В глазах Нанетт вспыхивают редкие зарницы удаляющейся грозы. Оборачиваюсь к Норе. Та не сдвинулась с места, только моргает чаще, а опахало скрипит сильнее, потому что приводящая его в движение рука дрожит. А из-под стола, из-под полога скатерти сверкает глазенками девочка, словно опоссум в гуще ветвей. Испугалась, дурочка. Ничего, поживет в Большом доме и не к такому привыкнет.

Зеленое в цветочек платье Дезире почти сливается с кустами азалий. Нахожу ее по звяканью фарфора. Сестра мечется от одной куртины к другой, держа в руках поднос, но, как только я подхожу поближе, запускает свою ношу в ствол дуба. Сверху на нас сыплются дубовые листочки и, плавно кружась в воздухе, опадают серые нити испанского мха.

Под рыдания Дезире наклоняюсь, чтобы оценить ущерб. Осторожно, чтобы не порезаться о сколы, поднимаю донышко блюдца.
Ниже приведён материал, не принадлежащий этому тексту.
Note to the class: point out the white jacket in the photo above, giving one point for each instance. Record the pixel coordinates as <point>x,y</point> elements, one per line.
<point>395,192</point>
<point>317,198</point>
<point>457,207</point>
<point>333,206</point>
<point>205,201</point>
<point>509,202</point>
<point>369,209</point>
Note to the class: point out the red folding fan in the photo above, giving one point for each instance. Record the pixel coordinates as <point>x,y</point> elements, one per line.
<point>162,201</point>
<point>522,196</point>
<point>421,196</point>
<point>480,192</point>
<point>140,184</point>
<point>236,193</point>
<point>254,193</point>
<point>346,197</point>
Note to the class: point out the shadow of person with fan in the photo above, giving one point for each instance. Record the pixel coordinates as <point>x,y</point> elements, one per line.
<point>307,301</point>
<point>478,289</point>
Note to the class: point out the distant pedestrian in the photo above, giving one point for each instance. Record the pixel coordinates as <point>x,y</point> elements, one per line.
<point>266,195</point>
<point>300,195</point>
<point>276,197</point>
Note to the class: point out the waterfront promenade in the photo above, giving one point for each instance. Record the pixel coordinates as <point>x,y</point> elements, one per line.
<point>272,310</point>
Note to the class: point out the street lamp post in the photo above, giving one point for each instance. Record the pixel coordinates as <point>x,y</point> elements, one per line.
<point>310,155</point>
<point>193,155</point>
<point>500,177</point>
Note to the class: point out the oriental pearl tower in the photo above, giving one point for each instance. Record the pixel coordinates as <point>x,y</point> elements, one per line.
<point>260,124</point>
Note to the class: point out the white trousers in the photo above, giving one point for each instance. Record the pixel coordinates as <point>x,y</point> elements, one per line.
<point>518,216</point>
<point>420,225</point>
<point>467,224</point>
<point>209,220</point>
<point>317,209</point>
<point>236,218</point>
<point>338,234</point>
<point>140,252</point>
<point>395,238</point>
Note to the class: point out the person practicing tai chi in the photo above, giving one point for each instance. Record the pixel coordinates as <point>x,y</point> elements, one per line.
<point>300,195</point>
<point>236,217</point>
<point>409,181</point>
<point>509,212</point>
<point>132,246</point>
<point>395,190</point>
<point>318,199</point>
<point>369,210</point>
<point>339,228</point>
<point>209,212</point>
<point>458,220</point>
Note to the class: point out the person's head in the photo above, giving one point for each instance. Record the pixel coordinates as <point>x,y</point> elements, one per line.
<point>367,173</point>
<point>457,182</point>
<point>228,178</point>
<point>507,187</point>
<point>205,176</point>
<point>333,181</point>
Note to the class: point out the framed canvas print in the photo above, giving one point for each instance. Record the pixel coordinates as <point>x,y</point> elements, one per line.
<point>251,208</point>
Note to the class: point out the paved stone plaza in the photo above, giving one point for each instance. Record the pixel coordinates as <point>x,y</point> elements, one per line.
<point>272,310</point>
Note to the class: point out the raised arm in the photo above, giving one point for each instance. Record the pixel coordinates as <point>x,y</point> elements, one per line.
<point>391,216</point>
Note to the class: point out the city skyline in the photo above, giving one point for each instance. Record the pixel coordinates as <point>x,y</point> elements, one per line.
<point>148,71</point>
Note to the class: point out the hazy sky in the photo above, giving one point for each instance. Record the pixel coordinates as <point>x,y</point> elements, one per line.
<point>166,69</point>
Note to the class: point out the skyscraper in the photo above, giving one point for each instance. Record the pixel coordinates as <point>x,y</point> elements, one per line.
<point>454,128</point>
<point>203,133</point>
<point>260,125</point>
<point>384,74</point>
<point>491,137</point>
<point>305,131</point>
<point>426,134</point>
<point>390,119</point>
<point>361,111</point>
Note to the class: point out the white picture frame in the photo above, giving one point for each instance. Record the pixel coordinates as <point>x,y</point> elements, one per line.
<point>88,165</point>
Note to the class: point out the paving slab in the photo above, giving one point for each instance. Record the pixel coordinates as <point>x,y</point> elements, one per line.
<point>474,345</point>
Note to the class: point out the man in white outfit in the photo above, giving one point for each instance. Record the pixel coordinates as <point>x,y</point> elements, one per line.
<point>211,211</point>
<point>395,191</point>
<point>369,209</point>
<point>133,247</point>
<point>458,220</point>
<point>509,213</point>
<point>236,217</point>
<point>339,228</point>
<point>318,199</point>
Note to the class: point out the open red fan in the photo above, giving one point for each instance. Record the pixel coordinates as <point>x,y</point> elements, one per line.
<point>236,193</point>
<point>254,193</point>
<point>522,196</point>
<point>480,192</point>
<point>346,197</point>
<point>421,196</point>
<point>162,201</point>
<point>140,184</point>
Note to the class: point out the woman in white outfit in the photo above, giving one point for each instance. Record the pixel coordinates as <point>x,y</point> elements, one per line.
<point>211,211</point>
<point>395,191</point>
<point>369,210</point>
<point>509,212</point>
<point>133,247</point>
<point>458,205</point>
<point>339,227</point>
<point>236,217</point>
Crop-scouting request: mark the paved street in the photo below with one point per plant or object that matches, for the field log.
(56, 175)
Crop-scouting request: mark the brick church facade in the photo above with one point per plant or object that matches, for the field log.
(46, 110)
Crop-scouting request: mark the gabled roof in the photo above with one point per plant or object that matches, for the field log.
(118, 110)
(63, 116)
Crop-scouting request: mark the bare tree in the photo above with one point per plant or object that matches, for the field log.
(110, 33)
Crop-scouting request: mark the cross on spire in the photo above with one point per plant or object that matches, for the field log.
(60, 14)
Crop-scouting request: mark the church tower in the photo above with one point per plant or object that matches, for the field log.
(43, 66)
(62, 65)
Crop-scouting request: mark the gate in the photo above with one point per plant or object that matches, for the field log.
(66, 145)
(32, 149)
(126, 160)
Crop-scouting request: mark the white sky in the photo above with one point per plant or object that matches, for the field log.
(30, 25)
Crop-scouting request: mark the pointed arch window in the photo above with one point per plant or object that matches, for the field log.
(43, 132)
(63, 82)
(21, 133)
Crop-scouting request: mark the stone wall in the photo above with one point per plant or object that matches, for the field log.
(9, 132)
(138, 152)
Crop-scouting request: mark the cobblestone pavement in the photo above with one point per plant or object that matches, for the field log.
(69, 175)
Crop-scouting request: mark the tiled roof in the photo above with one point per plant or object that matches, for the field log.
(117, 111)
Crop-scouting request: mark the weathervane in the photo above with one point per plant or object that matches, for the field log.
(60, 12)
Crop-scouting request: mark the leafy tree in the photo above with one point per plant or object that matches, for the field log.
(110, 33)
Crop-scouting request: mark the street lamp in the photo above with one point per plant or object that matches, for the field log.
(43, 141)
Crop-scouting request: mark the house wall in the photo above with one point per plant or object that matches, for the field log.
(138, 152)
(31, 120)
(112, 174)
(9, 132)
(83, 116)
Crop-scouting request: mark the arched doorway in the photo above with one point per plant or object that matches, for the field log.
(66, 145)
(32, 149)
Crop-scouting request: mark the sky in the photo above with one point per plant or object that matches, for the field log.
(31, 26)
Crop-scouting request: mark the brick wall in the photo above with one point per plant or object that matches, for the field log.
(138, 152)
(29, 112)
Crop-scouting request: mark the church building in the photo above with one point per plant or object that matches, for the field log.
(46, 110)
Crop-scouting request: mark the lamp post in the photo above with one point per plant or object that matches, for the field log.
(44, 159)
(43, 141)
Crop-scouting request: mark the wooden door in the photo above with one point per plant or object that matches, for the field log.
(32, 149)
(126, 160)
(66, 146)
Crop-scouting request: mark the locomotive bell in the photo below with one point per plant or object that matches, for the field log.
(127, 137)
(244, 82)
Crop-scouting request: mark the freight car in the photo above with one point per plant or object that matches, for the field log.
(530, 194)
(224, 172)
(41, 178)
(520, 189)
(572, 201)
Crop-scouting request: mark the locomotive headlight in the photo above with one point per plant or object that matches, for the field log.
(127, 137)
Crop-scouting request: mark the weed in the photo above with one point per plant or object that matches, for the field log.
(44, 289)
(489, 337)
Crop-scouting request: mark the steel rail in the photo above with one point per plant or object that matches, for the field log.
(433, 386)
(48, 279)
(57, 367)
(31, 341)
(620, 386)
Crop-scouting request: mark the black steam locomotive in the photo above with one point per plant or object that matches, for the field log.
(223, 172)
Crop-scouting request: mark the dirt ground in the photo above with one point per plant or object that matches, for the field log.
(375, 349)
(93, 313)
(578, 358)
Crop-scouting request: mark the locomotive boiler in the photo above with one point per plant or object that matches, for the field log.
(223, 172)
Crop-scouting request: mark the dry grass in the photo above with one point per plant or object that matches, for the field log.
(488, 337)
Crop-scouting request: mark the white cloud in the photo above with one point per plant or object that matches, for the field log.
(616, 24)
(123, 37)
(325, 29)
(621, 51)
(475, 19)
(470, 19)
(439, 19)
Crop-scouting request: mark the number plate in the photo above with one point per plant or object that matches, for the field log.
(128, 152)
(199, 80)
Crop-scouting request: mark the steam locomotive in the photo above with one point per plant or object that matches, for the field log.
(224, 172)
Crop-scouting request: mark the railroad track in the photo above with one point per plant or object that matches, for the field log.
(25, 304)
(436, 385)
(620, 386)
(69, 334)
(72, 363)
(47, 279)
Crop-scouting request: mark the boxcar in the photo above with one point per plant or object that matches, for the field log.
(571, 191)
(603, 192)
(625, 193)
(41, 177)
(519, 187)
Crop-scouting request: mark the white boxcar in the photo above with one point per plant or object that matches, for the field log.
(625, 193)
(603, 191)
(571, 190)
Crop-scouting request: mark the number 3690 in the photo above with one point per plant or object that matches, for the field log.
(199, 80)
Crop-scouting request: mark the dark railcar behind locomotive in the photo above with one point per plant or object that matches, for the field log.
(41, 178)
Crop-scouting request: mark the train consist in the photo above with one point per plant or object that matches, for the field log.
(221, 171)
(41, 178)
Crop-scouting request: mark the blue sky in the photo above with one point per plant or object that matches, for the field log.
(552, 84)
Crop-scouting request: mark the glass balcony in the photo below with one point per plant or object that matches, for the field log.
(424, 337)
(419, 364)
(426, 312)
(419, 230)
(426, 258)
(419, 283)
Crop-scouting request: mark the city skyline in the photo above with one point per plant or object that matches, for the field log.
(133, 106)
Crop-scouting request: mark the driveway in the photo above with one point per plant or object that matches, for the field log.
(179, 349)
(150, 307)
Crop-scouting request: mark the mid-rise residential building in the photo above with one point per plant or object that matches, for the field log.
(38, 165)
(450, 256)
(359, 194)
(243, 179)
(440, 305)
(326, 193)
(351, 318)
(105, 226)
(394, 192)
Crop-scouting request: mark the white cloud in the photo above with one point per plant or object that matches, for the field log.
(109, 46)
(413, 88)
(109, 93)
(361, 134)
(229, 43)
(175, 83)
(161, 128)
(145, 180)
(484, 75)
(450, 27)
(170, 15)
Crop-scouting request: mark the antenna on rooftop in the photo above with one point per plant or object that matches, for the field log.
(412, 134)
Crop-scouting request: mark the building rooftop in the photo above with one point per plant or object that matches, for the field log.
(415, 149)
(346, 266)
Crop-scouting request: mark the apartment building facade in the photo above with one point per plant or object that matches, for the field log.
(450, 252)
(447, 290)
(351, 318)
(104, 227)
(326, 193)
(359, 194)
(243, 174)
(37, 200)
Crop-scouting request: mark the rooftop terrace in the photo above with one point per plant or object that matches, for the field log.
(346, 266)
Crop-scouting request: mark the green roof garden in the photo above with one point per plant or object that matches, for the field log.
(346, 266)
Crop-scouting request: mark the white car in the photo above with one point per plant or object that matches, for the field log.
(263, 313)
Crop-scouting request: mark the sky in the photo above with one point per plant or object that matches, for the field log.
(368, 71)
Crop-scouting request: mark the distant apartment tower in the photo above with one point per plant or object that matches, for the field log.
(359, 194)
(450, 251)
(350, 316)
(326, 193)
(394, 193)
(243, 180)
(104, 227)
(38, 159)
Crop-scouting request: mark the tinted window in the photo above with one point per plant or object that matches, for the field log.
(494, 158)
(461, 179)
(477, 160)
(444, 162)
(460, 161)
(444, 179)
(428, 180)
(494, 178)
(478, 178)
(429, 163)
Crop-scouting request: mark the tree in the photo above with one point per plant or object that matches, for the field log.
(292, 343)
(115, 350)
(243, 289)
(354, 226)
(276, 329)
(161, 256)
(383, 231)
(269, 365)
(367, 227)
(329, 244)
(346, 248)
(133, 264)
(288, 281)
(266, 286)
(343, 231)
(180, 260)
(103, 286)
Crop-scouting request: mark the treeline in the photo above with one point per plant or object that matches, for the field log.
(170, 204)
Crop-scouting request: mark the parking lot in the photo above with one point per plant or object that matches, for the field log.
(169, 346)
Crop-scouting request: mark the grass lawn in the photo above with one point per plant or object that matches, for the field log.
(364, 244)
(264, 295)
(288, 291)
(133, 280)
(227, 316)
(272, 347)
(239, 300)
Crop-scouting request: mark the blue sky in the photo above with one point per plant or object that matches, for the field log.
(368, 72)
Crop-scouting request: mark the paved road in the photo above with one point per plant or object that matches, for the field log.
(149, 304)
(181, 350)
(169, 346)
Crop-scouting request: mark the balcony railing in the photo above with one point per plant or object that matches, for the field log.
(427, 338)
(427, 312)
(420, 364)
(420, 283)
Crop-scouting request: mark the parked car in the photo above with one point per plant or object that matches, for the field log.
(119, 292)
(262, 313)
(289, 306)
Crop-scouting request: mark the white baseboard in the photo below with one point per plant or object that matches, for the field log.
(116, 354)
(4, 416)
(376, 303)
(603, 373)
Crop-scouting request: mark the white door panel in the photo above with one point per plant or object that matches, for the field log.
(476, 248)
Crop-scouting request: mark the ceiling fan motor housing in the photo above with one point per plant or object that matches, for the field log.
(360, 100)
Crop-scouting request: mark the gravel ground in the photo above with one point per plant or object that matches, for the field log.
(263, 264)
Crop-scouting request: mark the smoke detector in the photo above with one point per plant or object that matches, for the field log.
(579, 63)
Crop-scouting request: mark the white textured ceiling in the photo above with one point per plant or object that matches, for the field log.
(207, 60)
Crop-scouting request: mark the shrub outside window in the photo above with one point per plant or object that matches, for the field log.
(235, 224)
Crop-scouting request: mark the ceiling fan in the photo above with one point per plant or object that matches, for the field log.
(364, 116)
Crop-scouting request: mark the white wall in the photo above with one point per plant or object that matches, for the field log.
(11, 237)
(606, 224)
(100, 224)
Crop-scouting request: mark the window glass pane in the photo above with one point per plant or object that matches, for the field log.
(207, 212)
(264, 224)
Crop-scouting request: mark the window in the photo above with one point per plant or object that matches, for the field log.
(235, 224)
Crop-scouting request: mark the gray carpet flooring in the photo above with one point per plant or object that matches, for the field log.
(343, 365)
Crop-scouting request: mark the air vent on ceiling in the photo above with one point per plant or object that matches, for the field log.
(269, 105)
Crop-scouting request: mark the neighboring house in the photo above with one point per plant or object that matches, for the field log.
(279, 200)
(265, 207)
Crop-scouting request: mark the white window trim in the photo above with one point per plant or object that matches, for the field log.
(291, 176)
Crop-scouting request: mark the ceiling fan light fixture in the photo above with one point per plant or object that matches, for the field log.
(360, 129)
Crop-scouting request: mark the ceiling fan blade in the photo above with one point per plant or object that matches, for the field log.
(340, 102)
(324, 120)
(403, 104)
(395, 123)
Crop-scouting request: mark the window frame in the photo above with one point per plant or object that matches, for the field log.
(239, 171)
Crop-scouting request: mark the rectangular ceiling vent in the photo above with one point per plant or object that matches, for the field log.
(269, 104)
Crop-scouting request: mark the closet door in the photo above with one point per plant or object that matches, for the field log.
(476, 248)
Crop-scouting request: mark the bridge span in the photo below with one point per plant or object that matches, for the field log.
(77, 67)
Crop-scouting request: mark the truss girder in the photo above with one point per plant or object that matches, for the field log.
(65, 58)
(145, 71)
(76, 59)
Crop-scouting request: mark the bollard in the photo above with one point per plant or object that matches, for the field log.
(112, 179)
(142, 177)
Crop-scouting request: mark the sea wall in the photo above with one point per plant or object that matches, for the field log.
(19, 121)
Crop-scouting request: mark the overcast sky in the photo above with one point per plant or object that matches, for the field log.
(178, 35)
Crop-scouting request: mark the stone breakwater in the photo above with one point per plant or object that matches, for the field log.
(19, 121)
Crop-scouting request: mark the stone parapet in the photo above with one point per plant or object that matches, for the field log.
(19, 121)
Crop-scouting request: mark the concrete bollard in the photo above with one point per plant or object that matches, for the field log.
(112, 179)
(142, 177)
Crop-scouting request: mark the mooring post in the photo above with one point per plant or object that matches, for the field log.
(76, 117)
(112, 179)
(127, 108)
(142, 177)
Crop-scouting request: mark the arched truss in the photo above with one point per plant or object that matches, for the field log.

На нем клеймо «Севр, 1846». Наш последний сервиз. Если честно, хочется влепить идиотке еще одну плюху — для симметрии.

— Решила доколотить имущество, которое янки не стащили? — наседаю на сестру, потрясая осколком.

— А что… м-мне было делать? — всхлипывает Дезире. — Вот же гадина!

— Это ты про мою маму? — хмурюсь я.

— Н-нет, мадам Селестина всегда такая. Про бабушку. Драться-то зачем?

— Ой, ну тоже мне, повод для панихиды! Будто меня не били.

Порка, которую мне задали в Тот Самый Раз, надолго запомнилась не только мне, но и Дезире. Хотя, если рассудить, я ее более чем заслужила.

Дезире отнимает руки от лица. Щека выглядит так, словно сестрица прислонялась к осиному гнезду. От ее жалкого вида ярость моя рассеивается. Я бросаю осколок через плечо, и он мягко шлепается в давно не стриженную траву. Бог с ним, с сервизом. В нем все равно парных приборов не осталось.